Operator: Your next question comes from the line of Margaret Ma Binge talk with Wolfe Research.

Unknown Analyst: I just wanted to ask, it seems like you guys are seeing some acceleration in private label penetration. As we look ahead into '26, can you give a little bit of color on the specific levers that you guys have to continue to push that penetration higher?

David Flitman: Great question. We've been at this for a very long time in private label, and it adds a lot of value for our customer. Recall those products are cheaper, the manufacturer brands, importantly, they're designed with great quality in mind. We've been doing this for a very long time and are also more profitable for the company, which means our sales force gets comped higher when they sell that.
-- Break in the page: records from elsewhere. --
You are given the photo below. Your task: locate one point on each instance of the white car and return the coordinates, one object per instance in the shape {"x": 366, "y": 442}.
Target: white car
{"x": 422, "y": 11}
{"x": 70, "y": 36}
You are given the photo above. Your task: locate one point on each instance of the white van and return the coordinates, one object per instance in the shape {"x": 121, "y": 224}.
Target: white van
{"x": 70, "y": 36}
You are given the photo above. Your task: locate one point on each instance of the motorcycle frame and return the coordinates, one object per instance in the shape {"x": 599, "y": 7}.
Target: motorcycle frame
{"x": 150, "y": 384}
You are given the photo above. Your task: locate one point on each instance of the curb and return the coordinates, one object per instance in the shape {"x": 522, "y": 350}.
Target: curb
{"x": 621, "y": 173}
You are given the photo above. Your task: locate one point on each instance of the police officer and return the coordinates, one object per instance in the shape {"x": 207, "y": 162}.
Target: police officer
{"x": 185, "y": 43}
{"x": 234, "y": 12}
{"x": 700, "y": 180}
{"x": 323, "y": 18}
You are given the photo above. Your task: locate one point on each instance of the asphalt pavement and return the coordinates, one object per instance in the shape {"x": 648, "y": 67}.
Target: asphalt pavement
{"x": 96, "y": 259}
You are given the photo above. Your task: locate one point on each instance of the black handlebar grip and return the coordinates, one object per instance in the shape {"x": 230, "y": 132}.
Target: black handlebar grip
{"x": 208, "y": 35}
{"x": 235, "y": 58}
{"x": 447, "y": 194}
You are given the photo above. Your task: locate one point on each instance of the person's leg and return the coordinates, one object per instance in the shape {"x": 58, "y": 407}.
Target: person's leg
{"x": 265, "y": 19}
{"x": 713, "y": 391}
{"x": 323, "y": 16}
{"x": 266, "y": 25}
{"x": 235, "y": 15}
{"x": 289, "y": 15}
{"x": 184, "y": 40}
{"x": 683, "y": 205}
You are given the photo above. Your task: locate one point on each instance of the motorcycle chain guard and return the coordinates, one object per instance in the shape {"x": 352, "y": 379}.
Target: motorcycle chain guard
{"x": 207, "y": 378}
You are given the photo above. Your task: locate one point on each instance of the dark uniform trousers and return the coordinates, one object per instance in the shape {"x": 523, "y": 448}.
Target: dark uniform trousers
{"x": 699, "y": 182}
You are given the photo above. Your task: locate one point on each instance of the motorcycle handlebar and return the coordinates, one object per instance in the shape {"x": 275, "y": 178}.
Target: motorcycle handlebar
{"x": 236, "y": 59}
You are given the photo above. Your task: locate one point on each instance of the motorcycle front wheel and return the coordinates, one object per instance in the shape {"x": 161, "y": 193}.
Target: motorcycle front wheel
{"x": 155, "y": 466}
So we feel like we've got the incentives right, that's obviously designed into our new sales compensation plan. What gives me confidence, and we talked about being at 54% penetrated with independent restaurants.

And I keep saying this, and we talk about this a lot, that there really is no near-term ceiling. Here's a new data point. 25% of our independent restaurant customers have greater than 70% penetration with our brands. That's the key data point that gives me confidence to say that there's a lot more upside to come. And so our sales force has their arms around this. They're excited about our brands. Our innovation team brings out high-quality brands a couple of times a year here and puts new powder in the hands of our sales force to get in front of our customers with.

So we've got a great machine built around our private label brands that's been accelerating penetration since I've been here, and we expect that will continue.

Operator: That concludes our question-and-answer session. I will now turn the call back over to Chief Executive Officer, Dave Flitman, for closing remarks.

David Flitman: Thanks a lot, Tiffany. We appreciate everybody's time this morning. Our team is focused. We're executing well, and we expect everything to continue that you've come to appreciate about US Foods. Thanks for your time. Have a great week.

Operator: Ladies and gentlemen, this concludes today's call. Thank you all for joining. You may now disconnect.